Space reclamation may be particularly useful in any environment that shows a large variance in the amount of data used. Systems used for queuing print jobs, e–mail, or standard file sharing are excellent candidates for space reclamation on a periodic schedule. Any system that has gone through a major change is also a good candidate for space reclamation. If you've performed database reorganization or made significant changes to a database because of archiving, space reclamation will likely recover a significant amount of data.
Getting Started with Space Reclamation
NetApp space reclamation technology has been integrated into NetApp SnapDrive® for Windows 5.0 and comes at no additional cost. SnapDrive makes it easy for Windows server administrators to manage NetApp SAN storage using either a wizard–based approach or through a command–line interface (SDCLI) that can be used in conjunction with management scripts and scheduling programs.
Using the SnapDrive GUI or SDCLI, you can periodically initiate the space reclamation process on your LUNs. The GUI tool will first determine how much space can be reclaimed and ask if you wish to continue. You can limit the amount of time the process will use to ensure that it does not run during peak periods.
Here are a few things to keep in mind when you run space reclamation:
- It's a good practice to run space reclamation before creating a Snapshot copy. Otherwise blocks that should be available for freeing will be locked in the Snapshot and not able to be freed.

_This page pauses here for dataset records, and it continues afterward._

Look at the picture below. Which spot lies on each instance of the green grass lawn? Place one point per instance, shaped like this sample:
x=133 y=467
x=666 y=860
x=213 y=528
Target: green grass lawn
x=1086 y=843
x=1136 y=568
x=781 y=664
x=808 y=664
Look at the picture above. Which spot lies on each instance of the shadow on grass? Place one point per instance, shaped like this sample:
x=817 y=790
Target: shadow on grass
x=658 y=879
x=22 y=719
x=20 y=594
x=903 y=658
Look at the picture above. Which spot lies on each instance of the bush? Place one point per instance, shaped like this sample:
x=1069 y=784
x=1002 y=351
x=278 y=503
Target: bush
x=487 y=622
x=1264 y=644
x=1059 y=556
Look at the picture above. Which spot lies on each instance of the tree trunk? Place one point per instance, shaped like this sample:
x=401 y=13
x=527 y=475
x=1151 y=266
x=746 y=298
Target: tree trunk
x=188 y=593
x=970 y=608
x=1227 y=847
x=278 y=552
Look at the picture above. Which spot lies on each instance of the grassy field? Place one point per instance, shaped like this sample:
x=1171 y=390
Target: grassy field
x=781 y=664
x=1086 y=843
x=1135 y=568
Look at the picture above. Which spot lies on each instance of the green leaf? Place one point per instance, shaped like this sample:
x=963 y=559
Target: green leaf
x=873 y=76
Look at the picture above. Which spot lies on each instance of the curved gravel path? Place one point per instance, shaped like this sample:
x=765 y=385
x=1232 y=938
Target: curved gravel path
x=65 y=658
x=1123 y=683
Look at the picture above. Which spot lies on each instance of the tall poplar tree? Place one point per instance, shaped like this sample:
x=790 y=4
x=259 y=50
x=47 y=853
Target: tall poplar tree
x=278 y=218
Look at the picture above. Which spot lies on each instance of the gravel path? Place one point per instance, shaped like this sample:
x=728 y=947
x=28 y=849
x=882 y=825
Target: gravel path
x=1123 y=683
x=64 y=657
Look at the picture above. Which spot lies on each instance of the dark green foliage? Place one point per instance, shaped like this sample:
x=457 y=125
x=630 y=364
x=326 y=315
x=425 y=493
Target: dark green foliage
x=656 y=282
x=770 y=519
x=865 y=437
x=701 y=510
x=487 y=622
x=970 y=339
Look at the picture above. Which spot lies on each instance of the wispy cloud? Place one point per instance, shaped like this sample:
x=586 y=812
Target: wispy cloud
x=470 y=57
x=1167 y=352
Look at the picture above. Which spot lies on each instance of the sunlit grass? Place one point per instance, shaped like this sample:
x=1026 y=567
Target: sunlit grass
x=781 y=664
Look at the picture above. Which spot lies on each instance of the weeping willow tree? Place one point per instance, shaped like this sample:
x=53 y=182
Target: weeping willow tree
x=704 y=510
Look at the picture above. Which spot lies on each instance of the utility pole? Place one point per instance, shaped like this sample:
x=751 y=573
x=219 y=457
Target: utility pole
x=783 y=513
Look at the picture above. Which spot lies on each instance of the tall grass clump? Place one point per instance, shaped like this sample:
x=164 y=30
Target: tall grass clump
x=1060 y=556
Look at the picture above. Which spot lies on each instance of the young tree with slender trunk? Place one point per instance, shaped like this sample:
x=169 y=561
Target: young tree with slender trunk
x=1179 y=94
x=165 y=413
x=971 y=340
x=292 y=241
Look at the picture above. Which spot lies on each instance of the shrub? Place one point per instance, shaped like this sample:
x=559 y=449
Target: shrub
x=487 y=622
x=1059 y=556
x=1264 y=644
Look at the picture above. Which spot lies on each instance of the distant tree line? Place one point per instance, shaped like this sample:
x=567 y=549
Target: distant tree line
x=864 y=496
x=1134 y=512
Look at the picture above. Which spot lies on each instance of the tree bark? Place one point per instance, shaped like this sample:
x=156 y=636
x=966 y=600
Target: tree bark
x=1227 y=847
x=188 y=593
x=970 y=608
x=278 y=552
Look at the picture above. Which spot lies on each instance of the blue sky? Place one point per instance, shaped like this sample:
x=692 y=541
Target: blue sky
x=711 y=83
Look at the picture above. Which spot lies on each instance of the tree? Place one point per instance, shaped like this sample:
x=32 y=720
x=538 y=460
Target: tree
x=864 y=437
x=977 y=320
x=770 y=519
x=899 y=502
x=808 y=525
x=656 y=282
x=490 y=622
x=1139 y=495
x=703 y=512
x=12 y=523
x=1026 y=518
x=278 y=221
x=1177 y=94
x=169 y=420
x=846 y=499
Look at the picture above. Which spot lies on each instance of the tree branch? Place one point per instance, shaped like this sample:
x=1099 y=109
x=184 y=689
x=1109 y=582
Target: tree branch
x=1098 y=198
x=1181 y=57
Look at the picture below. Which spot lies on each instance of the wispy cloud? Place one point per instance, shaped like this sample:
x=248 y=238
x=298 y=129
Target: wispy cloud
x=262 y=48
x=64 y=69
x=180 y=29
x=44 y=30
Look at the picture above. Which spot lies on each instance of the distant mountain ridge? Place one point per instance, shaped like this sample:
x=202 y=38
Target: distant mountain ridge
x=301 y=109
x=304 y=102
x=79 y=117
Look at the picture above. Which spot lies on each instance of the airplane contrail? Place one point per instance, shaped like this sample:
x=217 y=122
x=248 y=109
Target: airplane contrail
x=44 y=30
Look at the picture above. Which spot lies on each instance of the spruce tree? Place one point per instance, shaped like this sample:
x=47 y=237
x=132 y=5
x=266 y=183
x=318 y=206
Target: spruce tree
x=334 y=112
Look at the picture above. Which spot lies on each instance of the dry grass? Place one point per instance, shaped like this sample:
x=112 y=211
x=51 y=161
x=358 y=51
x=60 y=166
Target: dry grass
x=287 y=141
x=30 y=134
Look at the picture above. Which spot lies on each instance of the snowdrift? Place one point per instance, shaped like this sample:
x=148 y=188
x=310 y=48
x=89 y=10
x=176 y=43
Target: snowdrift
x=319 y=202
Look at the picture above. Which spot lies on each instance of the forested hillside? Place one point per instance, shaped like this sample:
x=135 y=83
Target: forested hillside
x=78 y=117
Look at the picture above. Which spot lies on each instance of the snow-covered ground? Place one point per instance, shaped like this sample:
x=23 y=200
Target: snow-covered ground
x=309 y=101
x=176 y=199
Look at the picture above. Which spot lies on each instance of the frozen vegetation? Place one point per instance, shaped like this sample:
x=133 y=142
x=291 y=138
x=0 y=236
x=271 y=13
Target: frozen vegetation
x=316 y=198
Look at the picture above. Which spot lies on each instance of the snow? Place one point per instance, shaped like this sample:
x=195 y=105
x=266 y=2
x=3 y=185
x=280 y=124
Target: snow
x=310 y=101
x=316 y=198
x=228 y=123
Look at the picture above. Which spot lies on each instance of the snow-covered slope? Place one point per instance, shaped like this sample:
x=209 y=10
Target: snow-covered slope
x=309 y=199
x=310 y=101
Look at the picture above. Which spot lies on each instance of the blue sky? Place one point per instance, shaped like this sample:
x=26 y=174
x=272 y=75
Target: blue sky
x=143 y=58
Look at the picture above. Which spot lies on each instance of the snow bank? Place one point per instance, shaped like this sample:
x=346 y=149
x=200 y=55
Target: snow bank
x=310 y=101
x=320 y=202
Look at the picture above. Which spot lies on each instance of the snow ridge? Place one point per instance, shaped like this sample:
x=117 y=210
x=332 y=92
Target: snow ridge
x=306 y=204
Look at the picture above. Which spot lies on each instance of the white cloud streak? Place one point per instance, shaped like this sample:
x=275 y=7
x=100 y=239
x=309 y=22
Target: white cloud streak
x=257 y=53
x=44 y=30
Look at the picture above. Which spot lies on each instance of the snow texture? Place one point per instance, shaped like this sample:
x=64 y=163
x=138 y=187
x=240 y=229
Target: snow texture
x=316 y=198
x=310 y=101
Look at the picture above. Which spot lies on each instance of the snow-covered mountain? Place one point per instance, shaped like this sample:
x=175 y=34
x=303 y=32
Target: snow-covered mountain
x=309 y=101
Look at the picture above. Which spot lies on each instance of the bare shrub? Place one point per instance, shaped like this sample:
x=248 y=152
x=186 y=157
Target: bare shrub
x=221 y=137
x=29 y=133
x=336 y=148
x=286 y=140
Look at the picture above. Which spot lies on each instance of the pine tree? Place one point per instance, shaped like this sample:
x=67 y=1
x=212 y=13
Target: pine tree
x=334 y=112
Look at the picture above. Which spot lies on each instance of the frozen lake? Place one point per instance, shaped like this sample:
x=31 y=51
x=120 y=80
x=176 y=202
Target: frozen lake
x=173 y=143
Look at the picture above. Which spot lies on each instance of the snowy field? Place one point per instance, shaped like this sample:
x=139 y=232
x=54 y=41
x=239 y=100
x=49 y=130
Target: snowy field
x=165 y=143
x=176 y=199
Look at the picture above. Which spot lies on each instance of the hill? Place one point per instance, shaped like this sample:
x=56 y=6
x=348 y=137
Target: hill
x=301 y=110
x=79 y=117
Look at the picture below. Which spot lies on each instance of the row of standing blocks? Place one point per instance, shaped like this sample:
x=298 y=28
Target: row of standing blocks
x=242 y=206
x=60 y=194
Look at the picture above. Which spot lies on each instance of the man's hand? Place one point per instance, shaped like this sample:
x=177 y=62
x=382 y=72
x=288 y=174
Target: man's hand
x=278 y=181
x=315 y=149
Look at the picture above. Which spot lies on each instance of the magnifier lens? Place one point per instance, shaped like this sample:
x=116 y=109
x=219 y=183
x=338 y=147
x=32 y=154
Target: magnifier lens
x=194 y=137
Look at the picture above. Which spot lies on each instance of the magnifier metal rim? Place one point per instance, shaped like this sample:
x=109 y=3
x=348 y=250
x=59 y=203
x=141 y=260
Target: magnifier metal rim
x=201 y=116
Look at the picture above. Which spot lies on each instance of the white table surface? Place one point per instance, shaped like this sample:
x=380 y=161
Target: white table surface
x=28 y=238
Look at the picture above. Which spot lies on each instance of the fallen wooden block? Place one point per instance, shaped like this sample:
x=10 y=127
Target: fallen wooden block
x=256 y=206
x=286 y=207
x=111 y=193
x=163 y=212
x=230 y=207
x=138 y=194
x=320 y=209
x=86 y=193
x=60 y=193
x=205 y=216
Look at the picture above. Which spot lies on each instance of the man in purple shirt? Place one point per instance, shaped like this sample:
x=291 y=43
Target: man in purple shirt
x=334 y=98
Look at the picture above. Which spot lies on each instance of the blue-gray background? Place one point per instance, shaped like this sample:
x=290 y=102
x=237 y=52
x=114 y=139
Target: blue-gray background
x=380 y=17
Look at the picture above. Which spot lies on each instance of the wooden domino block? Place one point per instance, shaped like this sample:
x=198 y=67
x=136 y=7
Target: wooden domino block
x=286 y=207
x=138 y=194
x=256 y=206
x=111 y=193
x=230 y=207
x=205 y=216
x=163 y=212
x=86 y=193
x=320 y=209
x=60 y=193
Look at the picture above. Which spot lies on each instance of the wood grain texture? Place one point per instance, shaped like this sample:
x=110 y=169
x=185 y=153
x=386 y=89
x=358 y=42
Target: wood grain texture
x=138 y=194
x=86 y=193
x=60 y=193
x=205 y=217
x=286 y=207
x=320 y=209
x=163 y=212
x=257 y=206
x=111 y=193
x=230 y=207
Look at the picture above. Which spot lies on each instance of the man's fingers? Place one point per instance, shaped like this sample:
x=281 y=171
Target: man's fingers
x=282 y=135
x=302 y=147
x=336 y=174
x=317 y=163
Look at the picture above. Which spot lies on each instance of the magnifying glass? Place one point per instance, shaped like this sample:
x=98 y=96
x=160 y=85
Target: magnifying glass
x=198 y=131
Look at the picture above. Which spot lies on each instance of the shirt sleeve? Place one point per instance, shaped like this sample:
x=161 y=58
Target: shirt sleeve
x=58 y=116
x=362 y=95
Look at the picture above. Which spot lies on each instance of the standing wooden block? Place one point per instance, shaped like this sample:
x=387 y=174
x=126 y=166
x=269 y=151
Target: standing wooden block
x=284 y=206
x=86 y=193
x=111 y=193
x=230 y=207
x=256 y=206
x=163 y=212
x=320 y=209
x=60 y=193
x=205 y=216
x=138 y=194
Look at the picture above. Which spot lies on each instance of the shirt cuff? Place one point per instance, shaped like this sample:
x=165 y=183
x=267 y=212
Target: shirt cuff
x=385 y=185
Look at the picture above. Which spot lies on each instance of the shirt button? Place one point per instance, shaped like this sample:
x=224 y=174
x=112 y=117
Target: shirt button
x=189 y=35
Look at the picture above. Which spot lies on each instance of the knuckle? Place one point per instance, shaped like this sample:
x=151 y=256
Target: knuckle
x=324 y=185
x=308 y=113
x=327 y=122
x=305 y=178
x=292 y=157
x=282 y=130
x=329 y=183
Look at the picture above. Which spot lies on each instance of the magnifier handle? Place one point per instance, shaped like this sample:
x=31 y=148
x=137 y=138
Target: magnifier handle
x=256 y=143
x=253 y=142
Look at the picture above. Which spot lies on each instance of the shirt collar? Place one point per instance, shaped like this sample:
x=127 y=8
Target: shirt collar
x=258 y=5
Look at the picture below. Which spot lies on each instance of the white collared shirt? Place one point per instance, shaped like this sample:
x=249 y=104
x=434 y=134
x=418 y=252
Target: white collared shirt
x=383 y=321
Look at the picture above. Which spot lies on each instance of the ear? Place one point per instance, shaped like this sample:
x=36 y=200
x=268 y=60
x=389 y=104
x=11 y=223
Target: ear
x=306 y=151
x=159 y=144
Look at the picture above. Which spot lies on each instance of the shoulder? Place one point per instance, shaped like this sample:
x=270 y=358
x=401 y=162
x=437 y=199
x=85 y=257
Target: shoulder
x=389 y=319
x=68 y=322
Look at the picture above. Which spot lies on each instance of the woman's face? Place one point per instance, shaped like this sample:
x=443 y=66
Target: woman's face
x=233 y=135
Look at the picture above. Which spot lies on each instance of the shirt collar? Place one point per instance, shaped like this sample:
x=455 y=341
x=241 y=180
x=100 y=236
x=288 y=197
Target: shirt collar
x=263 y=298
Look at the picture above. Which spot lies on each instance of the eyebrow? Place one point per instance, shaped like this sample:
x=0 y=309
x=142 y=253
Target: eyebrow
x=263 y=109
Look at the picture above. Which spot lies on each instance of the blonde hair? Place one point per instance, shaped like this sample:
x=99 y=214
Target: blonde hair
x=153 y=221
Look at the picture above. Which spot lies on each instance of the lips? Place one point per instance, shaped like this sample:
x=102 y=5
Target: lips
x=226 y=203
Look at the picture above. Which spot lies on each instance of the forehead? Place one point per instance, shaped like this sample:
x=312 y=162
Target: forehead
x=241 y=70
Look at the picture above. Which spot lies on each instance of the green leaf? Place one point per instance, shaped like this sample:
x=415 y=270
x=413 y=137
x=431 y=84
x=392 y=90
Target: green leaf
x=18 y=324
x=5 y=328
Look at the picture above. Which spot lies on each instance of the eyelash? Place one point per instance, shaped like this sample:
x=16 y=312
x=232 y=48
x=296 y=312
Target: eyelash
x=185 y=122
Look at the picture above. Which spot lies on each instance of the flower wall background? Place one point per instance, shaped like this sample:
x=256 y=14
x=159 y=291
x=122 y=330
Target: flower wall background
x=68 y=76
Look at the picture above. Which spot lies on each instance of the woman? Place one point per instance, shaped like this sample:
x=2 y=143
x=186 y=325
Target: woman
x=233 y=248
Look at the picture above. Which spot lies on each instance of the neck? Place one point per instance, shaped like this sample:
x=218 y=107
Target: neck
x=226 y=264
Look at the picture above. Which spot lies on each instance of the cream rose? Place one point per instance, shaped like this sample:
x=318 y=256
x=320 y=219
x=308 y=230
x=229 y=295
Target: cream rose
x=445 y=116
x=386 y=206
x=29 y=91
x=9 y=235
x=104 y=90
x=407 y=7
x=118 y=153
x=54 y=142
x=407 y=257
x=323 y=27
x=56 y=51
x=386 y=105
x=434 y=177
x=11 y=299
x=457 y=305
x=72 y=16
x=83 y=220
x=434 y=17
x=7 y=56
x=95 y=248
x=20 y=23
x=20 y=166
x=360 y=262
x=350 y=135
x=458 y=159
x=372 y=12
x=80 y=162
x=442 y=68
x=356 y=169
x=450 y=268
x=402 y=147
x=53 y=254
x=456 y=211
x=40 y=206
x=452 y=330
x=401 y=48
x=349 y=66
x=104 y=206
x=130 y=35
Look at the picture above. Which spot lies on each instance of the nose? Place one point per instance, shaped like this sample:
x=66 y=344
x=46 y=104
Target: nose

- Because space reclamation initially consumes cycles on the host, it should be run during periods of low activity.
- Normal data traffic to the LUN can continue while the process runs. However, certain operations cannot be performed during the space reclamation process:
- Creating or restoring a Snapshot copy stops space reclamation.
- The LUN may not be deleted, disconnected, or expanded.
- The mount point cannot be changed.
- We don't recommend running Windows defragmentation.
Get More from Your Storage
With space reclamation, NetApp gives you a new tool to further increase storage efficiency. Space reclamation makes it possible to efficiently thin provision your block–based LUNs for long periods of time without having LUN space allocation slowly creep up to 100%. It also increases the efficiency of Snapshot copies on your LUNs, reducing the amount of space you need to reserve for this important function.